Amüsiert über die Reihenfolge antwortete Ryan: »Ich habe weder das eine noch das andere, hoffe aber, eines Tages beides zu haben. Aber das wird nicht im nächsten halben Jahr geschehen, das garantiere ich Ihnen.«
Zufrieden, bald in seiner eigenen Wohnung zu sein, schlief er am Sonntag tief und fest. Am Montagmorgen war er um sieben Uhr im Krankenhaus. Die geplanten OPs wurden durch einen Notfall allesamt über den Haufen geworfen. Ein junger Jogger war von einem Auto angefahren worden. Der Fahrer des Wagens hatte ihn übersehen, weil er am Steuer eine SMS verfasst hatte. Erst um Viertel nach sechs fand er Zeit, in Monicas Praxis anzurufen.
»Ach, um die Rückgabe der O’Keefe-Krankenakte müssen Sie sich keine Sorgen machen«, versicherte ihm Nan. »Dr.
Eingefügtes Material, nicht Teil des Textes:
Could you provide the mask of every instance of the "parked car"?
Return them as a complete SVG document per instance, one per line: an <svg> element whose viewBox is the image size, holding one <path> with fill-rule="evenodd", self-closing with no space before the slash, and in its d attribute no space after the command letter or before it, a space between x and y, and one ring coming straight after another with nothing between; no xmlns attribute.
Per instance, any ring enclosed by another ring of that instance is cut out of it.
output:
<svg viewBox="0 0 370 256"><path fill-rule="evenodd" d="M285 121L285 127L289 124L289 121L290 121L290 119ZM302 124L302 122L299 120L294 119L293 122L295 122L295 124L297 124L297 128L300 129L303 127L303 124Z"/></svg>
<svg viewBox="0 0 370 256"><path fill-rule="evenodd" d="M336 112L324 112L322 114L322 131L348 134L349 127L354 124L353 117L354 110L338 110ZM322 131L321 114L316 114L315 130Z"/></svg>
Farrell hat mich schon in Ihr Büro geschickt, um sie abzuholen.«
»Warum hat sie das getan?«, fragte Ryan erstaunt. »Ich wollte sie doch persönlich vorbeibringen. Können Sie mich bitte mit ihr verbinden?«
Das kurze, peinlich berührte Schweigen machte ihm klar, dass Monicas Sprechstundenhilfe angewiesen war, ihm zu sagen, sie sei für ihn nicht zu sprechen.
»Sie ist leider schon weg, Doktor«, erwiderte Nan.
Im Hintergrund konnte er aber deutlich hören, wie sich Monica soeben von einem Patienten verabschiedete. »Wenn Dr. Farrell Sie schon bittet, ihretwegen zu lügen, dann sollte die Frau Doktor auch etwas leiser reden. Richten Sie ihr das bitte aus«, gab er im scharfen Ton zurück und legte auf.